What you need to know:
- The Finance minister says that because he has ignored many financial requests, including those directed by the President, some people now call him a miser
Finance Minister Matia Kasaija has said government cannot borrow indefinitely to finance unending financial requests, many of which can be deferred, postponed or even done away with.
Speaking at a pre-budget dialogue for the 2024/25 financial year organised by Civil Society Budget Advocacy Group at the weekend, Mr Kasaija said as long as “I am your Finance minister, I cannot borrow indefinitely to mortgage your country”, noting that there are many demands but it was not a matter of life and death because some of them can be deferred and postponed or just cope with what is available.
“Almost every Monday when Cabinet sits there are always new demands for supplementary budget. Now, I have learnt to politely keep quiet.
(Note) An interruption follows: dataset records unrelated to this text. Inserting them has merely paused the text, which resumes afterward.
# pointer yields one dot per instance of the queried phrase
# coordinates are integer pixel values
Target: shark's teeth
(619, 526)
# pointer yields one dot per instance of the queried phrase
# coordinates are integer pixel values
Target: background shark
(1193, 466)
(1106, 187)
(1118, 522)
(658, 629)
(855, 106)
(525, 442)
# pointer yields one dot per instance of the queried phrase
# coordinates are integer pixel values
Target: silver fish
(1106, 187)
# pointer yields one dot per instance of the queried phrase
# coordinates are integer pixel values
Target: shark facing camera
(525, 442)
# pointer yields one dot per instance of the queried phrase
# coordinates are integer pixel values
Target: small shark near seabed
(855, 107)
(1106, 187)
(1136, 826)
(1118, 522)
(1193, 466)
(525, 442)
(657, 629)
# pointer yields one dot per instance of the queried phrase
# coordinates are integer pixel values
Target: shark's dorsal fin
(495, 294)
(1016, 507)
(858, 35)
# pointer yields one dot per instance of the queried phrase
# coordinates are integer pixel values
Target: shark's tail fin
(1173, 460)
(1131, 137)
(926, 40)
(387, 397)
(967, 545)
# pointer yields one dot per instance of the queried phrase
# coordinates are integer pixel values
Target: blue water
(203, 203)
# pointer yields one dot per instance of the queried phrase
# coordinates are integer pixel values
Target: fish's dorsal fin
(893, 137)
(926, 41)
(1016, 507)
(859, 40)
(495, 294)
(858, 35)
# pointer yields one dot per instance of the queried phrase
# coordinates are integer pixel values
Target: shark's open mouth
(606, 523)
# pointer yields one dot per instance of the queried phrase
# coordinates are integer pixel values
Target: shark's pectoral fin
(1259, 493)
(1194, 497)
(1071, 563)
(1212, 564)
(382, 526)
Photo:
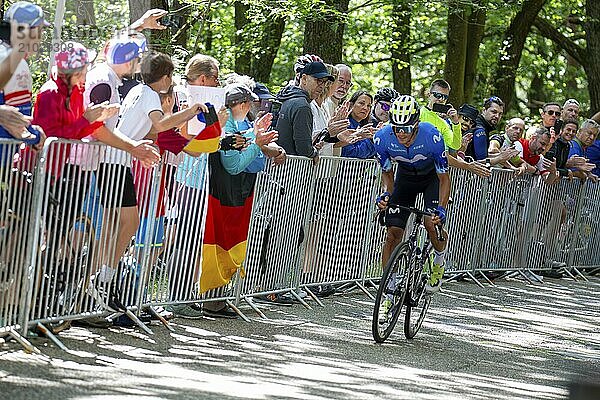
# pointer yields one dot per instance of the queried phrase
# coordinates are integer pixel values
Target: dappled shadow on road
(500, 343)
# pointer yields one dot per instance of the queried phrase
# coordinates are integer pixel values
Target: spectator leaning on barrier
(27, 23)
(532, 155)
(550, 114)
(358, 118)
(141, 113)
(295, 122)
(593, 155)
(513, 131)
(381, 107)
(486, 122)
(59, 107)
(562, 146)
(468, 114)
(570, 110)
(232, 178)
(341, 87)
(586, 135)
(450, 129)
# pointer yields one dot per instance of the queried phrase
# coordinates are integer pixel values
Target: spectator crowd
(125, 96)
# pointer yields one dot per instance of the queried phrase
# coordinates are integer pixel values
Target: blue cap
(26, 13)
(121, 51)
(262, 92)
(316, 70)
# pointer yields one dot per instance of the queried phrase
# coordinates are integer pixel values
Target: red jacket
(50, 112)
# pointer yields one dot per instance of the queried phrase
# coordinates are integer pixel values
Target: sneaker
(99, 291)
(186, 311)
(384, 309)
(435, 279)
(224, 312)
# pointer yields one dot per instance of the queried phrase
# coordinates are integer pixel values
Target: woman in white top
(321, 115)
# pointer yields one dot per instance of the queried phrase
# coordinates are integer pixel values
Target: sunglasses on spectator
(440, 96)
(342, 82)
(385, 106)
(552, 112)
(468, 120)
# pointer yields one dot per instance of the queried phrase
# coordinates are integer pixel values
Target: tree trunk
(475, 31)
(271, 40)
(399, 46)
(84, 10)
(243, 55)
(592, 64)
(512, 48)
(324, 30)
(456, 51)
(185, 23)
(137, 8)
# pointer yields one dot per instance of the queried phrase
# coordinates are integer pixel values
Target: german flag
(227, 224)
(207, 141)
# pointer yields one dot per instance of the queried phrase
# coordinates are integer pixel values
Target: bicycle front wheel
(417, 300)
(391, 293)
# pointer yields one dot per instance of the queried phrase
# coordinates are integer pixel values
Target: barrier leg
(297, 296)
(160, 318)
(315, 298)
(139, 323)
(364, 290)
(48, 333)
(29, 348)
(470, 275)
(487, 279)
(256, 309)
(237, 310)
(566, 271)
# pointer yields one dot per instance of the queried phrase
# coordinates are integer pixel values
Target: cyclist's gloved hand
(385, 197)
(441, 212)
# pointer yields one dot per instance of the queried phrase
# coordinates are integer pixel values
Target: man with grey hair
(586, 135)
(342, 87)
(570, 110)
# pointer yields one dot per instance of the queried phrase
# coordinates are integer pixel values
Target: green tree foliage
(377, 35)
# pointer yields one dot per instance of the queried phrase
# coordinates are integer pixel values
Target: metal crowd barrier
(340, 218)
(310, 225)
(585, 253)
(16, 196)
(277, 234)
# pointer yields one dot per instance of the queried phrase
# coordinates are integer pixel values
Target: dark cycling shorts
(114, 179)
(406, 189)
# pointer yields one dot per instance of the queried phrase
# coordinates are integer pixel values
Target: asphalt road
(513, 341)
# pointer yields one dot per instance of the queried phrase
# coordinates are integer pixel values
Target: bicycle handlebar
(413, 210)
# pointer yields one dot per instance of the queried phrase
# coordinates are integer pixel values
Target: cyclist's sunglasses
(402, 129)
(440, 96)
(385, 106)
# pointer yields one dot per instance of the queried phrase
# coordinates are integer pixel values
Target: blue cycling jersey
(426, 154)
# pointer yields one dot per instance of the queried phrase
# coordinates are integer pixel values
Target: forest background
(526, 51)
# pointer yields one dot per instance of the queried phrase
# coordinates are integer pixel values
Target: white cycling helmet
(404, 111)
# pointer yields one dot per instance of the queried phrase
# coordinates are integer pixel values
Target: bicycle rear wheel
(417, 300)
(392, 290)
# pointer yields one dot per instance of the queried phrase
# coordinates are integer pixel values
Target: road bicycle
(403, 282)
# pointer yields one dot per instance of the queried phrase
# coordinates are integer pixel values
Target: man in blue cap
(295, 122)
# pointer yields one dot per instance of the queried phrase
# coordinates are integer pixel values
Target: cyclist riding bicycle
(419, 151)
Even when the President says Kasaija find money for this … I say yes, but I don’t do anything because there is no money and I will not borrow indefinitely,” he said, noting that the issue of supplementary requests must be stopped.
Mr Kasaija was responding to concerns from civil society organisations, which said the ballooning public debt presents challenges to the economy, which continues to experience low tax revenues, amid an increase in financing demands, many of which fall within the priority areas but cannot be financed.
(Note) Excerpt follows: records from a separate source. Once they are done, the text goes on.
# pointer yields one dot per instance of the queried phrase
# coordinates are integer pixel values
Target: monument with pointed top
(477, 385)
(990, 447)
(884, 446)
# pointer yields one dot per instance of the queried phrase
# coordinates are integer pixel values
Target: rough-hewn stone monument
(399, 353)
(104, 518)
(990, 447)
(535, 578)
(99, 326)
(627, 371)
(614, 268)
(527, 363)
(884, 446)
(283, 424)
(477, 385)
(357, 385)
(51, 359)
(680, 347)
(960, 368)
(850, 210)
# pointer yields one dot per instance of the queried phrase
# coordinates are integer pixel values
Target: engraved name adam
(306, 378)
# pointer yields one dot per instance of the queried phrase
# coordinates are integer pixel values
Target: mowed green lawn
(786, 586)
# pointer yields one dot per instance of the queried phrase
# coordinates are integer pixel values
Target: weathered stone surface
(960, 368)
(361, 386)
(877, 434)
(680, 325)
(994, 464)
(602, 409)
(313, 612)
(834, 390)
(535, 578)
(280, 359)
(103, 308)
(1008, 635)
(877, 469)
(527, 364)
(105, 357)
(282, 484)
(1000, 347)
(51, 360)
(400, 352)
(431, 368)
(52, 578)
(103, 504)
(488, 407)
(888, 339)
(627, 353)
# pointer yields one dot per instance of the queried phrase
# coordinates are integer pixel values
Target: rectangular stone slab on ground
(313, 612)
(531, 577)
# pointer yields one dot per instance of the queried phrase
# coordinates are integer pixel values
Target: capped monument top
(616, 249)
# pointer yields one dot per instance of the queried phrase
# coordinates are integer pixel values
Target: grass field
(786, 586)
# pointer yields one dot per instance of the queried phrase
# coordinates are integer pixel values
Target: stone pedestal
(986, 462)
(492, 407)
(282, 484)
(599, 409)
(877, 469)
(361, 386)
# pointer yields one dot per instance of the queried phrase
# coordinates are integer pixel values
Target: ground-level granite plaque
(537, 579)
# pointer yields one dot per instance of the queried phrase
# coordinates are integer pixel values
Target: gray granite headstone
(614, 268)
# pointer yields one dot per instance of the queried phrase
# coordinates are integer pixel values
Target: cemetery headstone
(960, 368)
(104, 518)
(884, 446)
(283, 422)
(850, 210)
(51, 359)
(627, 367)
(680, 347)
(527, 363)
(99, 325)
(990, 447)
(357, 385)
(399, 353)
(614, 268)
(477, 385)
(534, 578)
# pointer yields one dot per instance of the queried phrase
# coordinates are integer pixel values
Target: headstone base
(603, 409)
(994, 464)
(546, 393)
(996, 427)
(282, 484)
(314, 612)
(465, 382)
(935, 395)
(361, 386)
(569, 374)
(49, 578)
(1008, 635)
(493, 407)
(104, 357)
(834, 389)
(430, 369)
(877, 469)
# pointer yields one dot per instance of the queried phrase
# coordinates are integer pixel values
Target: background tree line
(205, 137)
Supplementary requests have become a constant in the last 10 years even when government has on several occasions indicated its commitment to eliminate such requests from the budget cycle, given that they often lead to increased borrowing, which as a result leads to an increase in public debt.
During the period ended June 2023, Auditor General John Muwanga indicated that public debt had significantly increased, rising to Shs96 trillion, of which Shs43.6 trillion or 45.4 percent was domestic, while Shs52.4 trillion or 54.6 percent was external debt.
Public debt continues to put pressure on domestic revenue, which is projected to decline by nearly Shs3.5 trillion from Shs25.2 trillion in the 2023/24 financial year to Shs21.7 trillion in the 2024/25 financial year.
Debt servicing takes one of the biggest budget allocations and is expected to rise to Shs3.2 trillion in the 2024/25 financial year from Shs2.6 trillion, which deprives priority sectors of the economy of funding.
Money can never be enough
Mr Kasaija also said that some officials in government now call him “miser” for declining some supplementary requests, noting that money can never be enough for every sector, which calls for prioritising certain sectors of the economy that have a multiplier effect.
“Money will never be enough, even if you give me another Shs50 trillion ... but we can prioritise sectors, according to their weight,” he said.
Government has earmarked a number of sectors as priority areas in the 2024/25 financial year, which include; investing in people, roads, peace and security, electricity generation and transmission and effective management of natural disasters.
During the meeting, Mr Kasaija also blamed ministries, government departments and agencies for failing to utilise money they request, noting that this represented fiscal indiscipline, given some officials are allocated money and disbursed to their accounts “but they play around with it”.
Impact of debt on economy
Mr Julius Mukunda, the Civil Society Budget Advocacy Group executive director, expressed concern about the impact of debt on the economy, noting that growing debt, careless borrowing and spending present dire challenges to the economy.
“We are not here to point fingers; rather, we are here to argue that our economy can prosper if we can resolve certain problems, like the debt burden problem,” he said, noting that government has the potential to save money on things such as domestic and international travel, entertainment and welfare among others.